The prototype of a new device designed to help fight rural crime is now being tested in one Saskatchewan rural municipality.

But it’s also for sale from the developer.

BeeSecure is a tracking device and app designed by Jeff Shirley of Rivercity Technology Services in Saskatoon through the government’s innovation challenge.

The government announced late last year that Shirley and William Topping of Brand X Technologies would work on a joint venture partnership to develop the system.

BeeSecure, fine-tuned with the ministry of corrections and policing, is now being tested in the RM of Mayfield in the Maymont area.

Shirley has a bee and honey operation, hence the name, and originally wanted to develop a tracker to prevent hive theft.

The asset tracker can be placed in a vehicle, farm equipment or on other property and will work with as little as one bar of cell phone strength, according to the developers.

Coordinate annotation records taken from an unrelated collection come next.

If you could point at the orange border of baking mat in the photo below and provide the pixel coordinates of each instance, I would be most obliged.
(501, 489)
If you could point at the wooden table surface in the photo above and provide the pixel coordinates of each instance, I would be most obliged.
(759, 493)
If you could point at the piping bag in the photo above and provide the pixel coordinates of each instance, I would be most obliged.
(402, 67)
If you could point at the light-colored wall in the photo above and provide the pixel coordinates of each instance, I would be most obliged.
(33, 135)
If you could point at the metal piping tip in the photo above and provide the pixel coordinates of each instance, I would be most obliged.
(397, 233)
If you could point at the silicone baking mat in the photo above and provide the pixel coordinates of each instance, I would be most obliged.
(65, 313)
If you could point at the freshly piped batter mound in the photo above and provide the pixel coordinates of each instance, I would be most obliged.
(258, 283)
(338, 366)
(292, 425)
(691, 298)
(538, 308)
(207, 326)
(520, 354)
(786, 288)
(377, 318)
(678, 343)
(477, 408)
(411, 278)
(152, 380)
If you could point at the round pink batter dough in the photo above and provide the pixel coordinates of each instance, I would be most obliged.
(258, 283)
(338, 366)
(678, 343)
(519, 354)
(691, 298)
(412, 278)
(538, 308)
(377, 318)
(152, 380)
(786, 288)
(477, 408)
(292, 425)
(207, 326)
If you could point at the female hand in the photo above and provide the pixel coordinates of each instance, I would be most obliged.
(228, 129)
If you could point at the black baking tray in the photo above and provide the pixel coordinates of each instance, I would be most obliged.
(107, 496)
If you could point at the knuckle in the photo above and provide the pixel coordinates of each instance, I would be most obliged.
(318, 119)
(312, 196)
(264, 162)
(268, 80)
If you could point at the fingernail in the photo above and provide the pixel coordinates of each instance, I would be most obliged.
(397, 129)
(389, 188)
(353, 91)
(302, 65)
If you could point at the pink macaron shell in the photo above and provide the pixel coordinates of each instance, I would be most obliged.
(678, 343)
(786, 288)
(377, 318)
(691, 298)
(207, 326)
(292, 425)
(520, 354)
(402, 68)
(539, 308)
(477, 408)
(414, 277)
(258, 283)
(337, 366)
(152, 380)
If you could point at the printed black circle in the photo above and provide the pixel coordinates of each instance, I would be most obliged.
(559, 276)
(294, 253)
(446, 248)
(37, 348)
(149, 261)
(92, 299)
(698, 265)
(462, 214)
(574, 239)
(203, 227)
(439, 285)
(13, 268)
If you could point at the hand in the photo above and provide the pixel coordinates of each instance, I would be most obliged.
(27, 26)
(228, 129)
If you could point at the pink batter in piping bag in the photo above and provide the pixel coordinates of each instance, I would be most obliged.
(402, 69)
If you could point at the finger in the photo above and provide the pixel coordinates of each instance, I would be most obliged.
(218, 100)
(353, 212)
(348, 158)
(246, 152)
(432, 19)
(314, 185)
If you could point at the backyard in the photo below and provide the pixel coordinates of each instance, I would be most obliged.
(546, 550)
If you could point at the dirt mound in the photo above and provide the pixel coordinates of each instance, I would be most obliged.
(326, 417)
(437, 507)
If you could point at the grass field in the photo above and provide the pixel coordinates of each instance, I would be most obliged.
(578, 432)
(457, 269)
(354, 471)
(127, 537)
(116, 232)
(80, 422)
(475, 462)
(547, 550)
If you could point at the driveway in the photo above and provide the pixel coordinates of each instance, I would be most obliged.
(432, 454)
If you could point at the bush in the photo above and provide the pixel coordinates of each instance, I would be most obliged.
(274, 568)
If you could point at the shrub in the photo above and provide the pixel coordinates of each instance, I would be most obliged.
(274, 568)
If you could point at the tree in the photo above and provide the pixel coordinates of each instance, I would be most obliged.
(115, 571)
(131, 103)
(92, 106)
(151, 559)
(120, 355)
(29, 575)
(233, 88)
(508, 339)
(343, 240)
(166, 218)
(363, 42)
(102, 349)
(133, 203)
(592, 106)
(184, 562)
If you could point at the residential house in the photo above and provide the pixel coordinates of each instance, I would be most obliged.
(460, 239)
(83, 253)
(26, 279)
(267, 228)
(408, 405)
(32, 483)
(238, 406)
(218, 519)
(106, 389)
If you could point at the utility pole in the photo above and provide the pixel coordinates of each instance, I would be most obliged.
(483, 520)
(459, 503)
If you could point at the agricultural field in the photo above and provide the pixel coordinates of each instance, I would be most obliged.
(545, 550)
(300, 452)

It doesn’t have a BeeSecure logo on it, and can be disguised to look like other things such as tools or water bottles.

The tracker requires a subscription to the app to work and costs are based on how many trackers are in use. If belongings go missing, property owners can track them by logging into the app and seeing the GPS co-ordinates, and then contact police.

Tina Beaudry-Mellor, the provincial minister responsible for innovation, said the government knew someone in rural Saskatchewan would be able to develop a technological solution to offer rural residents more security.

The innovation challenge is an initiative designed to engage the technology sector in finding solutions for challenges and the rural crime program was the first.

Shirley said he was happy with the platform that the innovation challenge provided.

“Through the partnership with the ministry of corrections and policing, and with feedback from our law enforcement and rural municipality partners, we have helped create a solution that will contribute positively to tackling this issue in Saskatchewan,” he said in a news release.